Yet it was only ten years ago, on the re-opening day in 1946, that the BBC Television Service was announcing that television producers could now ‘cut’ from one camera to another without the laborious business of a slow ‘mix’. It was only ten years ago, on the same occasion, that the then Postmaster General looked forward to the day when history in the making would be seen by ‘more than a handful of the population’. The next day, 8 June 1946, the Victory Parade was televised. But who in those days could have forecast that television cameras would be present at a Coronation ceremony and that twenty million people would see the crowning of the Queen? Only the heavens have been seen by more people at any one time.

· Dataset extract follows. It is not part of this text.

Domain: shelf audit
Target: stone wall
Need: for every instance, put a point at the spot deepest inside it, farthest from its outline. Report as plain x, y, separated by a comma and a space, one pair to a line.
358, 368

Anybody who comes of age in 1957 has always lived in the television era. But to the men of BBC Television it has seemed a short road. They can recall without taxing the memory their dreams of television from the air, from ships at sea, and of television spanning continents. The dreams were father to the fact. Looking back from 1956 there is little that BBC Television has not done. In the years between, the picture has improved, the hours have increased, and the technical marvels have come one after the other. As with the Coronation, who in those earlier days would have thought of a camera unit or a commentator operating without the hindrance of cables? Yet the self-contained Roving Eye and the lapel microphone were invented to bring greater freedom to production.
And though the visionaries saw the development of television to embrace all aspects of our national life, did they see it advance so quickly in so many fields? The viewer who used to see a play a week might well reflect that now he sees more than 150 a year, that in fact the BBC Television Service puts on more new plays than the West End theatres. The viewer to whom his television set was a diversion in earlier days might well reflect on the growth of its importance in bringing Prime Ministers, the leading figures of the arts, sciences, and the theatre, the sportsmen and the celebrities to the screen. Each viewer, depending on when he joined the vast army now looking in, will have his own memories of the ‘old days’. There is a legion of viewers who know nothing but the new days.
To both categories we offer this backward glance over the years of the television revolution. In these pictorial pages will be found a record of the past and a promise for the future. For the BBC Television Service never stands still. The march of its progress is not halted by its past achievements. It has its eye firmly fixed on the things to come.